Mets History Rewritten: Passing on Francisco Rodriguez for a chance to draft Mike Trout
By Michael Calascione
You have to sacrifice to get the best
The question everyone wants to ask is where could the Mets have been having baseball’s best player for the last eight years?
Not as great as one may think. Some fans would just add Trout to the Mets rosters from 2012 to now without thinking of some of the ramifications that could occur, and some of them are quite significant.
Let’s evaluate the numbers and go through some of the past seasons.
In 2012 the outfield configuration was Jason Bay Andres Torres and Lucas Duda left to right. The three of them combined for -0.6 WAR while Trout alone recorded 10.5 WAR that same season.

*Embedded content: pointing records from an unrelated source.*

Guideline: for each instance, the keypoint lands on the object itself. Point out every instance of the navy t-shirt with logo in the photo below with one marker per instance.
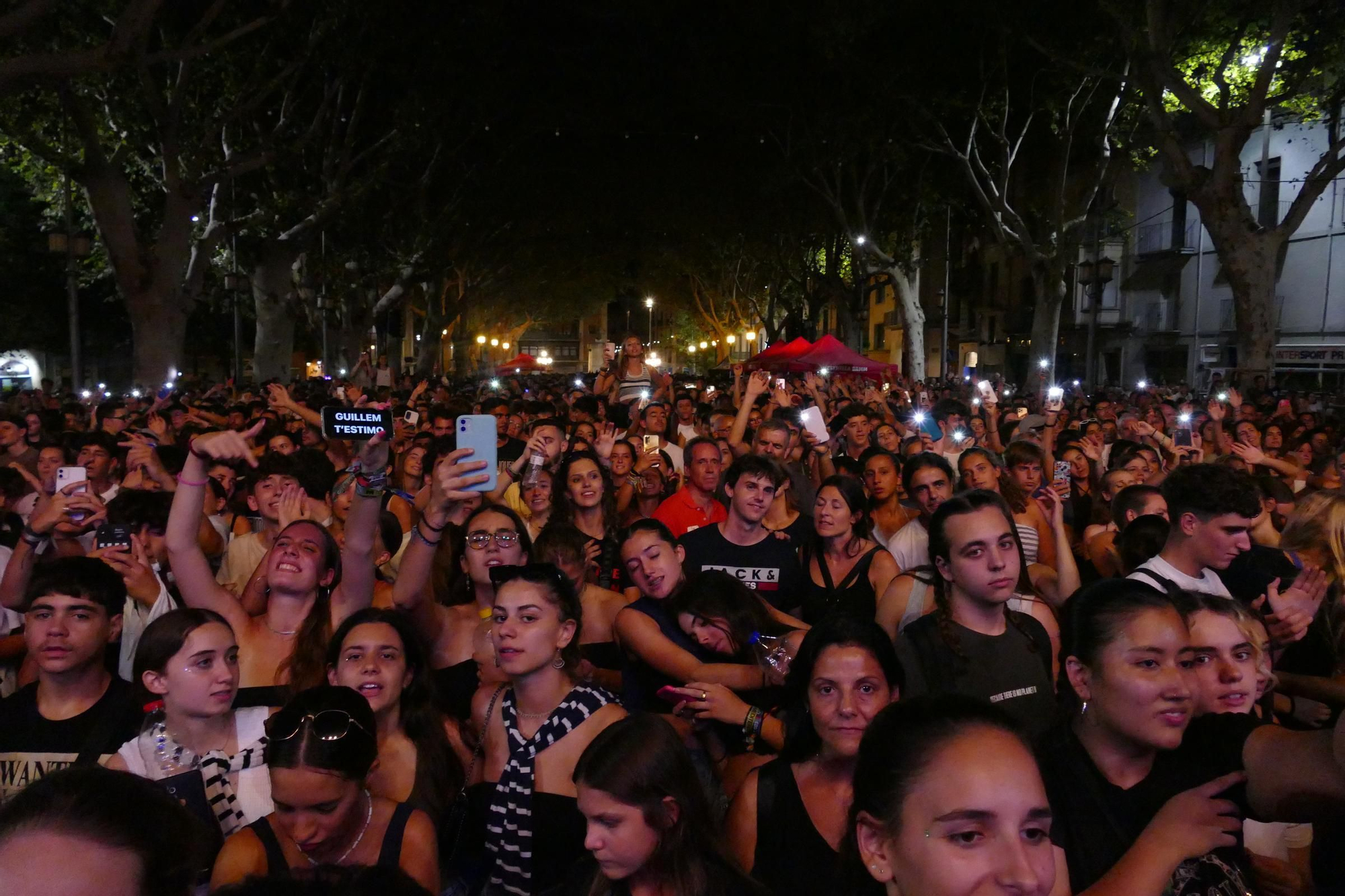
(770, 567)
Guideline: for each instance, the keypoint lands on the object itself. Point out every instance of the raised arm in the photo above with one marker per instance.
(758, 385)
(357, 556)
(189, 561)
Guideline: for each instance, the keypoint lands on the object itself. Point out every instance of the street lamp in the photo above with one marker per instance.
(1094, 276)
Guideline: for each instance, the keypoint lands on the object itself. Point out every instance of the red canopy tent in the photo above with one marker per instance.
(778, 354)
(833, 354)
(520, 364)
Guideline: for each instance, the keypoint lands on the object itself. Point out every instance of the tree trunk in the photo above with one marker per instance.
(913, 322)
(1250, 261)
(159, 330)
(274, 299)
(1050, 287)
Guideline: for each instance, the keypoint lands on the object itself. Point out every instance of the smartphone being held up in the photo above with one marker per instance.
(478, 434)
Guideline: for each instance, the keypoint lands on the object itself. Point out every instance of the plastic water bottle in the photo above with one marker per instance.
(535, 470)
(163, 756)
(773, 653)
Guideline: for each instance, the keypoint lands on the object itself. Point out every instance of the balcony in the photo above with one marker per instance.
(1164, 239)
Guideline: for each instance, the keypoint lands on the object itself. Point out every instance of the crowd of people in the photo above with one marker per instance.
(747, 634)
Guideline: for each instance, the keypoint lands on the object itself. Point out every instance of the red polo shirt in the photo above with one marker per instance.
(681, 514)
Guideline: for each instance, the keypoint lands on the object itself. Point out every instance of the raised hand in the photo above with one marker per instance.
(228, 444)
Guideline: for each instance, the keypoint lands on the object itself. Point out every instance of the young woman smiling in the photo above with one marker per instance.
(458, 634)
(535, 728)
(949, 802)
(1147, 798)
(321, 749)
(789, 819)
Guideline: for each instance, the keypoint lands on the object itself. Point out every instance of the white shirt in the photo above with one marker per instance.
(1207, 584)
(911, 545)
(254, 783)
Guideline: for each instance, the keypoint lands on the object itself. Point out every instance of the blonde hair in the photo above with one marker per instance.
(1319, 520)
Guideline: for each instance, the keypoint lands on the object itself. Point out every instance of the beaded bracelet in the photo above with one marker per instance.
(418, 533)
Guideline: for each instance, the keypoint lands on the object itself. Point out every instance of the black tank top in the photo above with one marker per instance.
(389, 856)
(853, 595)
(792, 857)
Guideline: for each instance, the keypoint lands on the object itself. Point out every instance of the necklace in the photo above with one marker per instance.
(276, 631)
(369, 814)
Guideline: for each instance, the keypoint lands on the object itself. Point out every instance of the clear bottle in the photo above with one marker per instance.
(535, 470)
(163, 756)
(773, 653)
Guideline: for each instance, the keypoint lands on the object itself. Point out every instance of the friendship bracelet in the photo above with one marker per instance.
(418, 533)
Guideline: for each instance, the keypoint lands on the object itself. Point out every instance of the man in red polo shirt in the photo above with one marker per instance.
(695, 505)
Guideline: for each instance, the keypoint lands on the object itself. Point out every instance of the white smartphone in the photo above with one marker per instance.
(68, 475)
(812, 420)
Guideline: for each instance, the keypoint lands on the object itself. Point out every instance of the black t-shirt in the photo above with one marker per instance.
(1011, 670)
(1096, 822)
(771, 567)
(33, 745)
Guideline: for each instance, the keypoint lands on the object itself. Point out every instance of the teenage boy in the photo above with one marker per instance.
(742, 545)
(264, 486)
(77, 710)
(929, 481)
(693, 505)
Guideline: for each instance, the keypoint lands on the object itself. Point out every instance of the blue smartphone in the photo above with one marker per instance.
(478, 434)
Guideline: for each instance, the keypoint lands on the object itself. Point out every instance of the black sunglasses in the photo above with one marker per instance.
(329, 724)
(536, 573)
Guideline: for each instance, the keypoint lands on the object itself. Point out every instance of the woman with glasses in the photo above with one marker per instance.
(458, 634)
(535, 729)
(321, 749)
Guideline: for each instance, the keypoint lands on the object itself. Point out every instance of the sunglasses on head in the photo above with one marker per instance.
(328, 724)
(536, 573)
(505, 538)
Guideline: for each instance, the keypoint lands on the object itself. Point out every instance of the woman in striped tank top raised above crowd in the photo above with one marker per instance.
(629, 378)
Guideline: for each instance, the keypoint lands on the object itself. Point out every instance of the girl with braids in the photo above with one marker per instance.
(584, 498)
(974, 643)
(307, 595)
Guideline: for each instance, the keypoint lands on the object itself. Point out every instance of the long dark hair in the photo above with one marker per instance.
(841, 630)
(438, 767)
(970, 502)
(1093, 618)
(852, 493)
(898, 745)
(306, 663)
(563, 509)
(641, 762)
(718, 595)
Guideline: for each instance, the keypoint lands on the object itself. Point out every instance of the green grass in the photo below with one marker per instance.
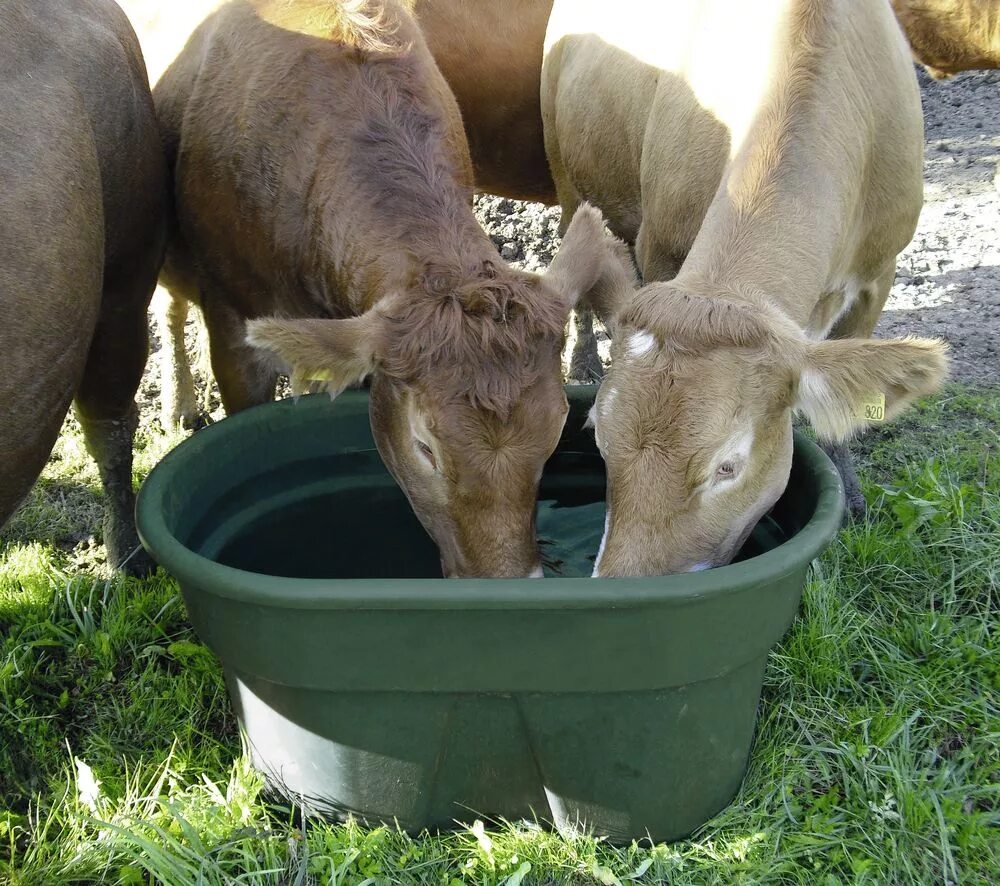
(876, 758)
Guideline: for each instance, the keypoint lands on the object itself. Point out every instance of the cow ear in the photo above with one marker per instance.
(337, 353)
(593, 269)
(848, 383)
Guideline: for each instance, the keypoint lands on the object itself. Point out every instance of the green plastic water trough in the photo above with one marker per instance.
(368, 685)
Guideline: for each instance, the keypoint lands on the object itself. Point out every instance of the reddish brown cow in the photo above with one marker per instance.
(950, 36)
(81, 240)
(322, 173)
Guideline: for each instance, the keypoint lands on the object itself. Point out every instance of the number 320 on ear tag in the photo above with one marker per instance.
(873, 409)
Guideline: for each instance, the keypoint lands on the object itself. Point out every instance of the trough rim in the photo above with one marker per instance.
(197, 572)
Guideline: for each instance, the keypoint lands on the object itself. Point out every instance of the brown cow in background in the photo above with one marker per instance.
(950, 36)
(81, 241)
(322, 180)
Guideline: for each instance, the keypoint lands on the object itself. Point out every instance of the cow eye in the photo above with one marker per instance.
(725, 471)
(427, 453)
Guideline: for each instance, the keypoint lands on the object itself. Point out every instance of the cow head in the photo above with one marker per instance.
(467, 401)
(694, 419)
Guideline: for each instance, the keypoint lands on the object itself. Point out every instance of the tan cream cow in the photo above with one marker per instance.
(766, 160)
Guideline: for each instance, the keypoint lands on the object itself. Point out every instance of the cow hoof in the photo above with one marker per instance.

If Trout’s WAR in 2012 is translated to the Mets it is reasonable that they would probably have had around 10 more wins than they did. This would have brought their final record to 85-77. While this would have fallen short of the playoffs, there would have been other ramifications that would have happened due to having a better record.
Having a better record seems good on the surface but some things would have changed potentially for the worse had Mike Trout had been on the Mets. For example, if the Mets had a record of 85-77 in 2012, they potentially would not have been able to draft Dominic Smith due to a lower draft selection and they potentially would not have been able to sign Andres Gimenez due to a decrease in international spending.
This may not seem like a big deal but Dominic Smith is someone who in 2019 showed his true potential of being both a great piece for the Mets moving forward and also being a valuable trade chip. Also, Gimenez is a top prospect who could fill some roles in 2020 and beyond or also become a trade chip. Definitely two significant pieces.
The 2013 season would have a similar outcome. The outfield alignment that year was Eric Young Jr., Juan Lagares, and Marlon Byrd left to right. Had the Mets had Mike Trout that year they potentially would have had nine more wins finishing with an 84-78 record yet still miss the playoffs.
Like 2012, having a better record in 2013 would come with ramifications. What if the Mets had an 84-78 record in 2013 instead of the 74-88 record they had? Well, their draft spot would have been about seven spots lower. This means that the Mets would not have had the opportunity to draft Michael Conforto.